Cara Menghitung Zakat Maal

Saudaraku, Sudahkah kamu mengingatkan keluargamu untuk membayar zakat? Jika belum, bangunlah untuk menyelamatkan mereka dari adzab neraka. Selain zakat fitrah ada satu jenis lagi yaitu zakat maal. Dan harta yang dikeluarkan zakatnya itu tidak akan berkurang, melainkan akan terus bertambah dan bertambah.

“…DAN orang-orang yang menyimpan emas dan perak dan tidak menafkahkannya pada jalan Allah, maka beritahukanlah kepada mereka (bahwa mereka akan mendapat) siksa yang pedih, pada hari dipanaskan emas perak itu dalam neraka Jahannam, lalu disetrika (dibakar) dengannya dahi, lambung, dan punggung mereka. (Lalu dikatakan) kepada mereka, “Inilah harta bendamu yang kamu simpan untuk dirimu sendiri, maka rasakanlah sekarang (akibat dari) apa yang kamu simpan itu.” (at-Taubah: 34-35)

Dari Azzuhri, dari Khalid bin Aslam, ia berkata kami keluar bersama Abdullah bin Umar lalu ia berkata: "Ini (adalah) sebelum diturunkannya perintah zakat, lalu ketika perintah zakat diturunkan, Allah menjadikannya sebagai pembersih harta." (HR Bukhari)

Jika ada yang bertanya, bagaimana cara mnghitungnya?
Cara menghitungnya mudah. Jika saat ini sseorang punya harta yang jumlahnya melebihi nishob, entah nishob emas(91 3/7 gram emas 24 karat) atau nishob perak (595 gram perak 24 karat). Dan telah berlalu satu tahun (haul) ia menyimpannya. Maka wajib zakat 2,5%.
Contohnya jika saya hari ini tanggal 29 ramadhan 1437 H memiliki uang Rp 6.740.000. Berarti ini melebihi nishob perak, misalnya harga perak pergram = 11.000 maka 11.000 x 595= Rp 6.546.000 Walaupun belum mencapai nishob emas. Setelah berlalu satu tahun pada 29 ramadhan 1438 H, hartanya ternyata berjumlah 8.740.000. Maka zakatnya = 2,5% x 8.740.000 = Rp 218.500.
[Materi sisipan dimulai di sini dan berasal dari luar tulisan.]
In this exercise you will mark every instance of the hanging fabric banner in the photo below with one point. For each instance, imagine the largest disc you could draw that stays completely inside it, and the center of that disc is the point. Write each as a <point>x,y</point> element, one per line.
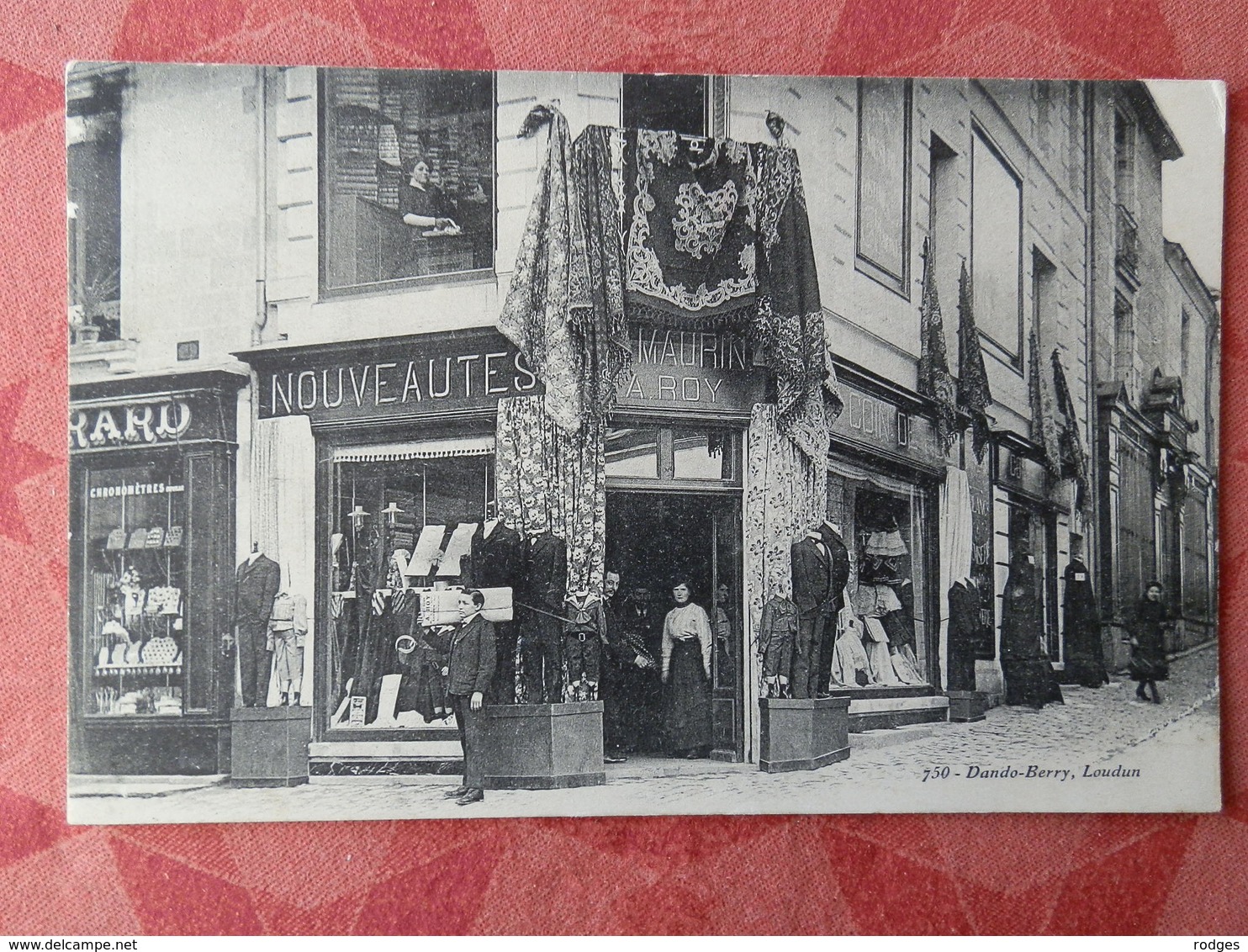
<point>955,548</point>
<point>974,396</point>
<point>1072,459</point>
<point>549,480</point>
<point>747,241</point>
<point>1044,412</point>
<point>785,495</point>
<point>935,381</point>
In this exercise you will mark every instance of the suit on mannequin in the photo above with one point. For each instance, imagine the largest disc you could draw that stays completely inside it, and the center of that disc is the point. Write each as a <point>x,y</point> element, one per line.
<point>838,569</point>
<point>812,595</point>
<point>256,583</point>
<point>541,632</point>
<point>497,563</point>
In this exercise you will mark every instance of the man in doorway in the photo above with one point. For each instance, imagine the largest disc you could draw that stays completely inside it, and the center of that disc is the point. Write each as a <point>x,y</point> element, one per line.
<point>468,675</point>
<point>631,666</point>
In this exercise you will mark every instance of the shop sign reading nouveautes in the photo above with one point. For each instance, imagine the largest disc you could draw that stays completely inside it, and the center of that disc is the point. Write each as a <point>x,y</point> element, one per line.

Jika ada yang bertanya, apakah ada zakat profesi setiap bulan?
Maka zakat profesi yang dikeluarkan setiap bulan tidak ada dalilnya. Tapi yang benar adalah hendaknya orang yang mendapat gaji merinci gaji yang diterimanya. Setelah ia mengeluarkan untuk kebutuhan pokoknya dan keluarga, keluarga yang perlu santunannya, sedekahnya. Dan pada akhir tahun (haul) jumlah yang tersisa melebihi nishob maka wajib dikeluarkan zakatnya. Jika tidak, maka tidak wajib zakat walaupun cuma sebutir rupiah.